Quantum kernel methods using linear optics

This notebook follows closely the theory and implementation of Yin et al, “Experimental quantum-enhanced kernels on a photonic processor,” arXiv, 2024. https://arxiv.org/abs/2407.20364 [1].

Kernel methods are a class of algorithm in machine learning used for classification, clustering and regression. These methods exploit feature maps which project a dataset of interest to a higher-dimensional space. For classification tasks, the data is then linearly separable by a hyperplane in the new space.

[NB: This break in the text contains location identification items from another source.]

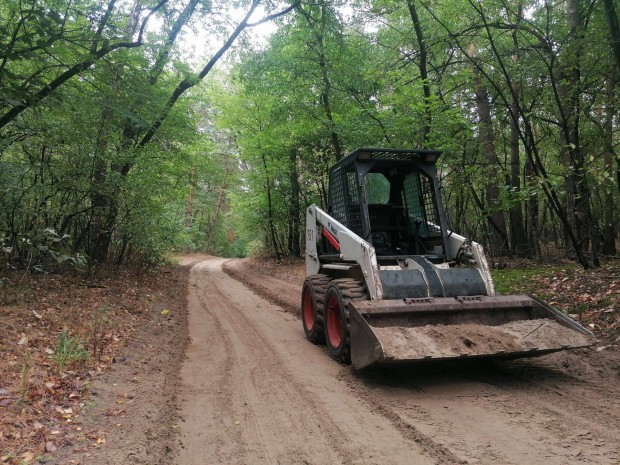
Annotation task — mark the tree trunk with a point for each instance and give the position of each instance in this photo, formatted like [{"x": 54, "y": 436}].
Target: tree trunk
[
  {"x": 423, "y": 67},
  {"x": 496, "y": 223},
  {"x": 518, "y": 240},
  {"x": 294, "y": 207},
  {"x": 609, "y": 228}
]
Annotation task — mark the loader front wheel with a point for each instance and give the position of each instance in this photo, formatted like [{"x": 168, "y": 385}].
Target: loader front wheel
[
  {"x": 312, "y": 298},
  {"x": 337, "y": 298}
]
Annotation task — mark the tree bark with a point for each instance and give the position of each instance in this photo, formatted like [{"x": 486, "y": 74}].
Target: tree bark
[
  {"x": 423, "y": 67},
  {"x": 609, "y": 228},
  {"x": 496, "y": 223}
]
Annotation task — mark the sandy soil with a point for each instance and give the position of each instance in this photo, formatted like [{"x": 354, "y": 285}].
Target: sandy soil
[
  {"x": 288, "y": 402},
  {"x": 247, "y": 388}
]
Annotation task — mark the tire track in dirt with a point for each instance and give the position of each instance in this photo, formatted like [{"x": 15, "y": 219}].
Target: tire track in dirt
[
  {"x": 560, "y": 409},
  {"x": 284, "y": 407}
]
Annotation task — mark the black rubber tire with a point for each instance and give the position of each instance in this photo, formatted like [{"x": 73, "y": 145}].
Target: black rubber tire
[
  {"x": 312, "y": 304},
  {"x": 336, "y": 316}
]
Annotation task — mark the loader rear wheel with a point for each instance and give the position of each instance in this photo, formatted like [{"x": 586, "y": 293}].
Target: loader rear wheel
[
  {"x": 312, "y": 303},
  {"x": 337, "y": 298}
]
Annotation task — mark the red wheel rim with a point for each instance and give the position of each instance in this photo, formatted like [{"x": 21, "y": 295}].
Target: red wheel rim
[
  {"x": 308, "y": 310},
  {"x": 333, "y": 324}
]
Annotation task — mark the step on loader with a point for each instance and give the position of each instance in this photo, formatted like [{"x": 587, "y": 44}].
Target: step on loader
[{"x": 387, "y": 282}]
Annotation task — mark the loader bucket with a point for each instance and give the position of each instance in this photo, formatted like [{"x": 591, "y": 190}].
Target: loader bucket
[{"x": 455, "y": 328}]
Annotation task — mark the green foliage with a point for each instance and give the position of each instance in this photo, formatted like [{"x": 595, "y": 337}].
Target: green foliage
[{"x": 69, "y": 350}]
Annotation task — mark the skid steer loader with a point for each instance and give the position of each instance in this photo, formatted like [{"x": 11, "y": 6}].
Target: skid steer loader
[{"x": 387, "y": 282}]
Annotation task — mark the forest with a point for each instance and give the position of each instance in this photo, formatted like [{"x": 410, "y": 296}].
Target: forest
[{"x": 130, "y": 129}]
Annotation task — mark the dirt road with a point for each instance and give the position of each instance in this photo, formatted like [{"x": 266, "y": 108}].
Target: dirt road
[{"x": 255, "y": 391}]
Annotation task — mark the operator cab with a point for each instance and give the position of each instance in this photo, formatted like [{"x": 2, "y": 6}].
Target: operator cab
[{"x": 390, "y": 198}]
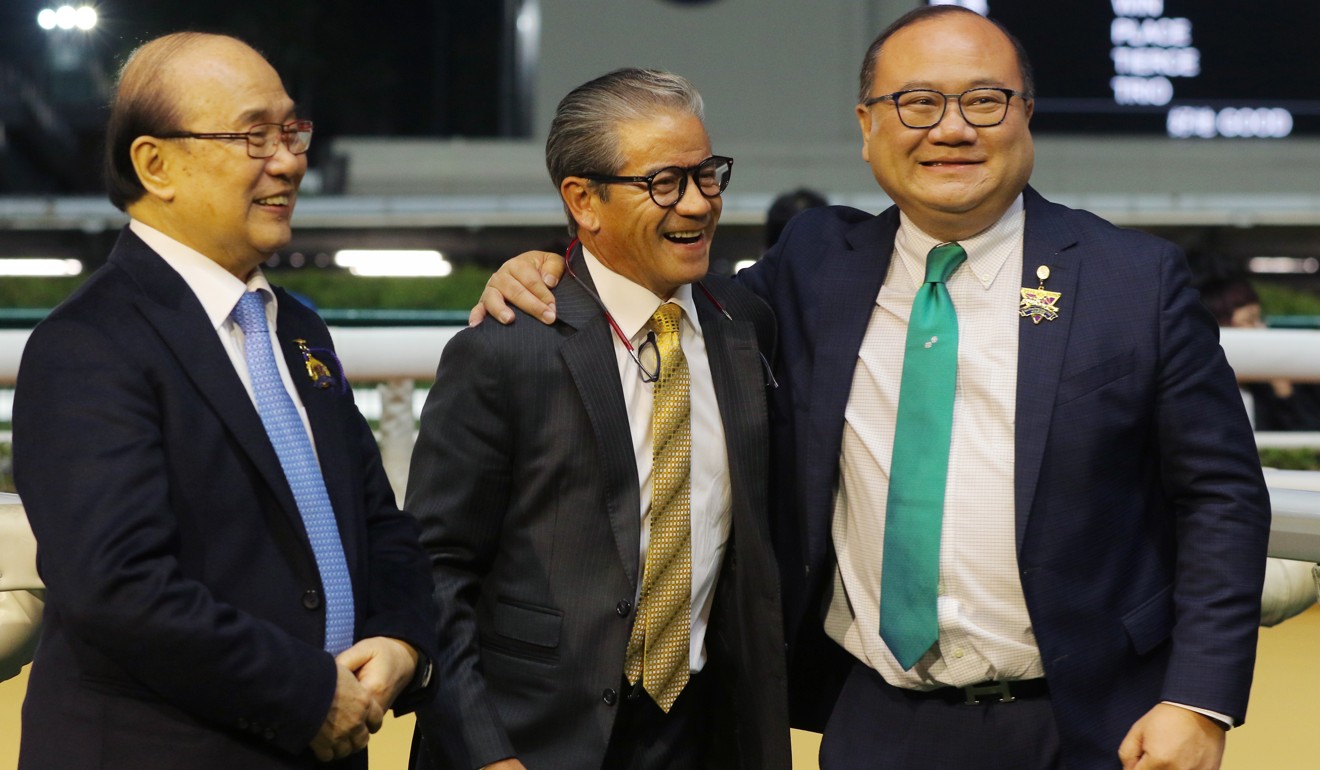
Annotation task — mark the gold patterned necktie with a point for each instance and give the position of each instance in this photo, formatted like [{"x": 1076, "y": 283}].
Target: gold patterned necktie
[{"x": 658, "y": 649}]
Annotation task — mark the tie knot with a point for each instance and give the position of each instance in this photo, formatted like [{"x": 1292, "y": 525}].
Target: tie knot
[
  {"x": 250, "y": 313},
  {"x": 943, "y": 260},
  {"x": 665, "y": 318}
]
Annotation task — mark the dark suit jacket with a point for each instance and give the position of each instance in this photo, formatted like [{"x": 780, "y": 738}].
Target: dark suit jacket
[
  {"x": 1142, "y": 517},
  {"x": 527, "y": 489},
  {"x": 184, "y": 622}
]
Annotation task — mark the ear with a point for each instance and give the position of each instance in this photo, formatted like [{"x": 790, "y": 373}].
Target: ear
[
  {"x": 581, "y": 201},
  {"x": 149, "y": 156},
  {"x": 863, "y": 120}
]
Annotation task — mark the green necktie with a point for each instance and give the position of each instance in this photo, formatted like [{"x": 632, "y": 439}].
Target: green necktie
[{"x": 920, "y": 465}]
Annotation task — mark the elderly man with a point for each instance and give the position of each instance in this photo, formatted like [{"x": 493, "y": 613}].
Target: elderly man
[
  {"x": 229, "y": 580},
  {"x": 593, "y": 493},
  {"x": 1031, "y": 513}
]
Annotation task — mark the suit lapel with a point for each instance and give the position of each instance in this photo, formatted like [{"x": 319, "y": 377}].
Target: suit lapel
[
  {"x": 170, "y": 307},
  {"x": 589, "y": 355},
  {"x": 850, "y": 281},
  {"x": 737, "y": 373},
  {"x": 1048, "y": 241}
]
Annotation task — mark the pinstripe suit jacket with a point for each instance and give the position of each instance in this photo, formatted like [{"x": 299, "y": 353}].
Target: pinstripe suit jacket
[
  {"x": 1141, "y": 518},
  {"x": 526, "y": 486}
]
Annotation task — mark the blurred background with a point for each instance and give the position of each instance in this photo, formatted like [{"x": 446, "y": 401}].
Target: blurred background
[{"x": 1199, "y": 122}]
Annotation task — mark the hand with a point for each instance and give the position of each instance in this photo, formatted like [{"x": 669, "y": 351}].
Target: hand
[
  {"x": 354, "y": 715},
  {"x": 526, "y": 281},
  {"x": 383, "y": 666},
  {"x": 1175, "y": 738}
]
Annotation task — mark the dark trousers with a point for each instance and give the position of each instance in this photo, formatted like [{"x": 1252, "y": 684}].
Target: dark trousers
[
  {"x": 879, "y": 727},
  {"x": 647, "y": 738}
]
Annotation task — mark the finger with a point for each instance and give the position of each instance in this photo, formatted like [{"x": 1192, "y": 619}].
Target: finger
[
  {"x": 355, "y": 657},
  {"x": 375, "y": 716},
  {"x": 1130, "y": 750},
  {"x": 477, "y": 315},
  {"x": 493, "y": 301}
]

Feature map transformation

Behind kernel methods is the kernel trick where the mapping is not explicitly calculated. Instead, the inner product between feature vectors is evaluated for each pair of points.

\[0 \leq \kappa(x_{i}, x_{j}) \leq 1\]

For pairwise datasets, \(x\) and \(x'\), these inner products can be contained in the kernel matrix:

\[K_{i, j} = \kappa(x_{i}, x_{j}') = \kappa(x_{j}', x_{i})\]

In quantum kernel methods, we often consider the fidelity-based quantum kernel, which for an input feature map \(U(x)\), is expressed as follows in the computational basis:

\[\kappa(x_{i}, x_{j}) = |\langle \bm{0} | U^{\dagger}(x_i) U(x_j) | \bm{0} \rangle|^{2}\]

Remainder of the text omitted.